Marc Houalla : Dans les deux domaines où nous bénéficions d'une position de leadership en France – le contrôle aérien et le pilotage avion –, il s'agit pour nous d'occuper la position de leader européen. Nous formons déjà aujourd'hui plus de pilotes étrangers que de français.

Concernant l'ingénierie, notre stratégie passe par quelques points clés comme le développement de formations avec des partenaires étrangers – par exemple en Chine avec les universités de Tsinghua et de la CAUC (Civil Aviation University of China) –, ou la conclusion d'accords avec d'autres grandes écoles, notamment dans le cadre du réseau France Aerotech.

Une fois diplômés où travaillent les pilotes formés par l'ENAC ? Peut-on encore dire que vous êtes l'école de formation d'Air France ?

Marc Houalla : A la sortie de leur cursus de formation, nos jeunes élèves pilotes de ligne souhaitent, au même titre que les ingénieurs, intégrer ce qui leur semble être le meilleur employeur à leurs yeux. Dans leur cas, cet employeur se trouve être Air France. C'est ainsi qu'un bon tiers des pilotes Air France sont issus de l'ENAC. Mais en ce moment Air France ne recrute pas et nos jeunes pilotes rejoignent donc d'autres compagnies aériennes comme la Lufthansa (s'ils parlent allemand), Lufthansa Italia, EasyJet ou encore Ryanair.

Par ailleurs, Air France fait appel à d'autres écoles pour son recrutement et il serait erroné de dire que l'ENAC est l'école d'Air France, d'autant plus erroné que l'ENAC forme aujourd'hui plus de pilotes pour des compagnies aériennes étrangères que pour Air France !
Le contrôle aérien est en pleine mutation avec de nouvelles règles européennes. La formation de l'ENAC va-t-elle beaucoup évoluer dans les années à venir ?

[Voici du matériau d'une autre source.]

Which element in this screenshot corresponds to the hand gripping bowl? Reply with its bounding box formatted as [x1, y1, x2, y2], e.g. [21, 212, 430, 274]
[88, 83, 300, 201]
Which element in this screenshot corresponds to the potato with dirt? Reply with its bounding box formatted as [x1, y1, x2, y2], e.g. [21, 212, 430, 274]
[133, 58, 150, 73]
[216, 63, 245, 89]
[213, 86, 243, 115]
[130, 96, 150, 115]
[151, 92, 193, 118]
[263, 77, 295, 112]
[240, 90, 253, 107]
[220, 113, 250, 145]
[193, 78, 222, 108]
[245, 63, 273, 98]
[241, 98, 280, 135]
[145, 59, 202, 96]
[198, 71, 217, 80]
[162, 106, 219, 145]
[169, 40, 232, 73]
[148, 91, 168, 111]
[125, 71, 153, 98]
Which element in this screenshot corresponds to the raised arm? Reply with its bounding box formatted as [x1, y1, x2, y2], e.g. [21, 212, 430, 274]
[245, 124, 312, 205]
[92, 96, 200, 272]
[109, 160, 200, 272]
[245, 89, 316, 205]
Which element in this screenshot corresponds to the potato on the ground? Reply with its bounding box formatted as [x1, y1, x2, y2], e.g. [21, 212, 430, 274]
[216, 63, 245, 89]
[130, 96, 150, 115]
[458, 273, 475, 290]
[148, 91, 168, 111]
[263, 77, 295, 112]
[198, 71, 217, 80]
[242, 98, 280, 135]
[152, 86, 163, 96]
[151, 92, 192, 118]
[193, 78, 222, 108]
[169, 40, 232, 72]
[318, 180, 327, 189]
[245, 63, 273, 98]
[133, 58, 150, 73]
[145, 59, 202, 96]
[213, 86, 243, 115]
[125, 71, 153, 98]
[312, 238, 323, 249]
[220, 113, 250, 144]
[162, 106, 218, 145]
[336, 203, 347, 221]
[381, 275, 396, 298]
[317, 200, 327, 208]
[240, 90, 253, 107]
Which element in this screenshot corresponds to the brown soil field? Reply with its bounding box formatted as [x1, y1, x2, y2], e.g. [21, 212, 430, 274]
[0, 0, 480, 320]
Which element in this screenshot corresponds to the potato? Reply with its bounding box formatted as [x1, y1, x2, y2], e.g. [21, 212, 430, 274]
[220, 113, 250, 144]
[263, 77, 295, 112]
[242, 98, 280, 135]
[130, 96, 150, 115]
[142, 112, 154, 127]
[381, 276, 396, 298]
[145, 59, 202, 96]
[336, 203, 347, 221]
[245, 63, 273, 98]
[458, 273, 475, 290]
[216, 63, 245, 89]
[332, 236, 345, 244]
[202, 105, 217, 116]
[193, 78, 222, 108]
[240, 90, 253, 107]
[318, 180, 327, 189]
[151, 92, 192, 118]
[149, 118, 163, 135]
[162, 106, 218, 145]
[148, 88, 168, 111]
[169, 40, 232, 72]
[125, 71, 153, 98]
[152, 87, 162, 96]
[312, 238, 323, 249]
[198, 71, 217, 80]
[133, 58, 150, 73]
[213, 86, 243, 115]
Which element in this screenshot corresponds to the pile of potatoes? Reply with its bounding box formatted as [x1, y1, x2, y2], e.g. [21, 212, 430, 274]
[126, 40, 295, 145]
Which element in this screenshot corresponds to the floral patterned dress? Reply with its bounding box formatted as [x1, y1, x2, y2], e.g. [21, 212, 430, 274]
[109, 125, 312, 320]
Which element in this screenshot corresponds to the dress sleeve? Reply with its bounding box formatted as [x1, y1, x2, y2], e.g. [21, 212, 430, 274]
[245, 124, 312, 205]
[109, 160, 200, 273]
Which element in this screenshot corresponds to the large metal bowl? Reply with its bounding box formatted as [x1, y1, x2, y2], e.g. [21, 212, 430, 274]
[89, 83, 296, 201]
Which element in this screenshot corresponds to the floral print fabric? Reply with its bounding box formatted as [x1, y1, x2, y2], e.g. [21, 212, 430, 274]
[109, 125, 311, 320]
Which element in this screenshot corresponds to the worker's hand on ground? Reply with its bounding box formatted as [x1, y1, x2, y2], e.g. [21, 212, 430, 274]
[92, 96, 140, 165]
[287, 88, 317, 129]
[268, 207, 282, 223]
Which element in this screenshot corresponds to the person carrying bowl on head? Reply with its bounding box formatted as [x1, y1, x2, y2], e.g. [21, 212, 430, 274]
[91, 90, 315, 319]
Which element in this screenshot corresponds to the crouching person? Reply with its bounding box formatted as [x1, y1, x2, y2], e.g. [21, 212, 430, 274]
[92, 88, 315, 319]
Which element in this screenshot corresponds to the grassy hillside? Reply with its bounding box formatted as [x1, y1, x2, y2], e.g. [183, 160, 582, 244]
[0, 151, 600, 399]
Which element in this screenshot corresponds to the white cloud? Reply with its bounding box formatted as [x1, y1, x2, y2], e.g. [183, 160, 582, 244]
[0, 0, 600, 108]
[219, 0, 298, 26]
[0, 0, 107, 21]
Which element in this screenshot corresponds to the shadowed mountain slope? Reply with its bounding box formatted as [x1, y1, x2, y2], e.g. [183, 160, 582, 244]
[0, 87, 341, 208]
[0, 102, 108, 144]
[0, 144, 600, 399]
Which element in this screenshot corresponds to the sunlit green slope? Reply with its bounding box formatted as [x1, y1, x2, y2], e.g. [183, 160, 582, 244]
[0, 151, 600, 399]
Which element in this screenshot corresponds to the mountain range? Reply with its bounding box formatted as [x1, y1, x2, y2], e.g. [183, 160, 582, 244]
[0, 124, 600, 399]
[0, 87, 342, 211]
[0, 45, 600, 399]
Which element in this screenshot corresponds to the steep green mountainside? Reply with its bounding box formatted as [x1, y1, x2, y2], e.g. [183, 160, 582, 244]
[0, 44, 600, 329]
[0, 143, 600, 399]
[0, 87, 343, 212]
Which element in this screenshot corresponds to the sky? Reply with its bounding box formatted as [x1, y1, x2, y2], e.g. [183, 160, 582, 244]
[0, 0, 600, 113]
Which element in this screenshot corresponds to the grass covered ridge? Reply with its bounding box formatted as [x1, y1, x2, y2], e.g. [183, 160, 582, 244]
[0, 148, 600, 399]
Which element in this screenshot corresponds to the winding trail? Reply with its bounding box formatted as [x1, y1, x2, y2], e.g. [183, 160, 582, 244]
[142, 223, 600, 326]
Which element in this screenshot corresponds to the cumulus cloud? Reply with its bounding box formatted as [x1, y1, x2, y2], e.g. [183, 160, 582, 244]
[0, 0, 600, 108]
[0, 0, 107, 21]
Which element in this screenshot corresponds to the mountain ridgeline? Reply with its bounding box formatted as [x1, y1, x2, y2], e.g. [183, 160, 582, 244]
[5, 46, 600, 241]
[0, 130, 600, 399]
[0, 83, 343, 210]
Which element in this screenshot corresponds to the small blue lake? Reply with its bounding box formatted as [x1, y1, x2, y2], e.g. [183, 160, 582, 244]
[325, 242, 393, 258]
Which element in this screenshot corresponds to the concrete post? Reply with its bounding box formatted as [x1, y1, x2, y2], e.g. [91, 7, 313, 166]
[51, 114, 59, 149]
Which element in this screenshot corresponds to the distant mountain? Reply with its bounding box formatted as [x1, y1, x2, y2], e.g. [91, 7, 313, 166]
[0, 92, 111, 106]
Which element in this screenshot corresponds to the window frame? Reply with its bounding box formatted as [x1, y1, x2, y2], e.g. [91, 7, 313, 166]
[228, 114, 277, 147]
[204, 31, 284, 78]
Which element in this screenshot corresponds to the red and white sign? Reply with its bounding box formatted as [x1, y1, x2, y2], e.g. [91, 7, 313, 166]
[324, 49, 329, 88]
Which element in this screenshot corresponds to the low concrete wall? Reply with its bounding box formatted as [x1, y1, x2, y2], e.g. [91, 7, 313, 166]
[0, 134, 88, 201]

Marc Houalla : La standardisation européenne croissante des métiers du transport aérien conduit l'ENAC à adapter aussi bien le contenu que les méthodes de formations existantes. C'est dans ce cadre que nous travaillons depuis plusieurs années avec nos homologues du Fabec (Functional Airspace Block Europe Centrale) – qui regroupe la France, l'Allemagne, le Benelux et la Suisse –, en vue de définir des formations communes de contrôleurs.

Toutefois, l'ENAC souhaite promouvoir sa formation de contrôleur aérien comme la formation de référence. Pour cela, elle a entrepris de "mastériser" sa formation de contrôleur ce qui lui permettra de délivrer aux jeunes contrôleurs une qualification de contrôleurs européen en même qu'un diplôme de master européen.

Pour favoriser l'innovation, l'ISAE met particulièrement l'accent sur le doctorat...

Olivier Fourure : Nous accueillons plus de 200 doctorants et 15 % de nos élèves poursuivent en thèse dans la foulée de leur diplôme d'ingénieur. Une tendance en hausse depuis que nous initions dès leur première année tous nos élèves ingénieurs à la recherche en les amenant à réaliser des travaux personnels dans nos laboratoires. 75 % de nos docteurs poursuivent ensuite dans le secteur industriel et développent les innovations qui permettent à notre industrie aéronautique de rester leader mondial.

On entend souvent dire que les professionnels de l'aéronautique sont recherchés dans tous les secteurs. Pourquoi ?

Olivier Fourure : Un professionnel de l'aéronautique trouvera effectivement du travail dans tous les secteurs de l'économie parce que l'aéronautique est le secteur industriel le plus exigeant en termes d'innovation, de complexité et de sécurité. C'est aussi celui qui nécessite d'avoir des compétences scientifiques et techniques dans un large champ disciplinaire. N'oublions pas que le développement de l'A 380 a été le plus important projet industriel européen de ces dernières années.
Propos recueills par Olivier Rollot.